The following web pages present Freiburg's history in a rather casual way. You will find dates and historical facts but I shall place more emphasis on promoting interesting stories and pointing out traces from the city's past. Many of the remnants are still visible and tangible within Freiburg's boundaries although quite a number were destroyed during the many sieges and wars the city suffered in the course of history. While touring Freiburg and its surroundings you are invited to open your eyes and enjoy a living history book.
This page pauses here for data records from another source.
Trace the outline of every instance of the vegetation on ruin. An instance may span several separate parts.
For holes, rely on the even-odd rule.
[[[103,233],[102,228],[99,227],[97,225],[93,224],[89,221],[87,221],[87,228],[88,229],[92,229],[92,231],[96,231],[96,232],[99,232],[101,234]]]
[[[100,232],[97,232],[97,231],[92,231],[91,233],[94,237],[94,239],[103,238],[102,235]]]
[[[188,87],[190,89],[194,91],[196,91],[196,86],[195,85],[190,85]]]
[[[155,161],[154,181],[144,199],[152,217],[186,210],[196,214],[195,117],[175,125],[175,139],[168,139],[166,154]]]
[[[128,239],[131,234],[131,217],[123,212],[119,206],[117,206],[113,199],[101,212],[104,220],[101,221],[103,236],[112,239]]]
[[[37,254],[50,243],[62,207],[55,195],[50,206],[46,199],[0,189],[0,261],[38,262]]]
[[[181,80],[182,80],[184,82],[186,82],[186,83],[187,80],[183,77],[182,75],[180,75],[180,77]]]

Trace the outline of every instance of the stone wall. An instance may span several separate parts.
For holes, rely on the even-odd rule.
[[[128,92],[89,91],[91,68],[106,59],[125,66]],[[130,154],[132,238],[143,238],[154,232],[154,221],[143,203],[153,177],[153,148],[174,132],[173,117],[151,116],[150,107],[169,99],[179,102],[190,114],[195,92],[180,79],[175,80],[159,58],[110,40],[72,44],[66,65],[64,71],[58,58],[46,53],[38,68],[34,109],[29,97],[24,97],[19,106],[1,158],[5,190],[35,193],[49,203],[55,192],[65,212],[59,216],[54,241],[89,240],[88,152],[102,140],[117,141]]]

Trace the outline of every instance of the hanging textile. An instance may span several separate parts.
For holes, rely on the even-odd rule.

The location of monuments and other points of interest is always given such that you will easily find the place.

 

Having worked for nearly 35 years in the international environment of the European Laboratory of High Energy Physics in Geneva my English is essentially CERN-English. Although I published quite a lot in the language of Shakespeare the following presentation may lack the easiness that a text on Freiburg's History deserves. Please feel not annoyed by my "Germanisms" but rather enjoy them. On the other hand, tell me about any blunders. All negative and positive criticism or suggestions for improvement of the following pages are welcome. For any contact click on: mhoefert@t-online.de

 

Manfred Höfert

 

You may have already heard: Duke Konrad of Zähringen founded Freiburg in the year 1120. This sounds as if Freiburg is rather old but compared to other known places in Germany it is a rather young city. The Romans founded the first city on German territory already in 16 b. C. called Augusta Treverorum (Trier) on the Mosel River. Cologne having been a castrum romanum on the river Rhine for nearly a hundred years received the status of an oppidum only! in 50 a. C.  The place was then named Colonia Agrippinensis after Emperor Nero's mother Agrippina.

 

These early Roman cities are all located on the left bank of the Rhine but you find remnants of late Roman culture South of Freiburg like the villa in Heitersheim and the spa in Badenweiler (Aquae Villae). Both places are in easy reach by car.

 

A wide-spanned hall protects the Roman spa in Badenweiler

 

The oldest written evidence of human activity in the region around Freiburg dates back to the year 1008. In an document Emperor Henry II bestows the hunting rights in the neighbouring woods upon the Bishop of Basel drawing a borderline from the village of Uffhausen, passing through the Wiehre, the villages of Herdern and Zähringen to Gundelfingen. Thus according to the books the Wiehre, Herdern and Zähringen - now suburbs of Freiburg - are much older than the city itself.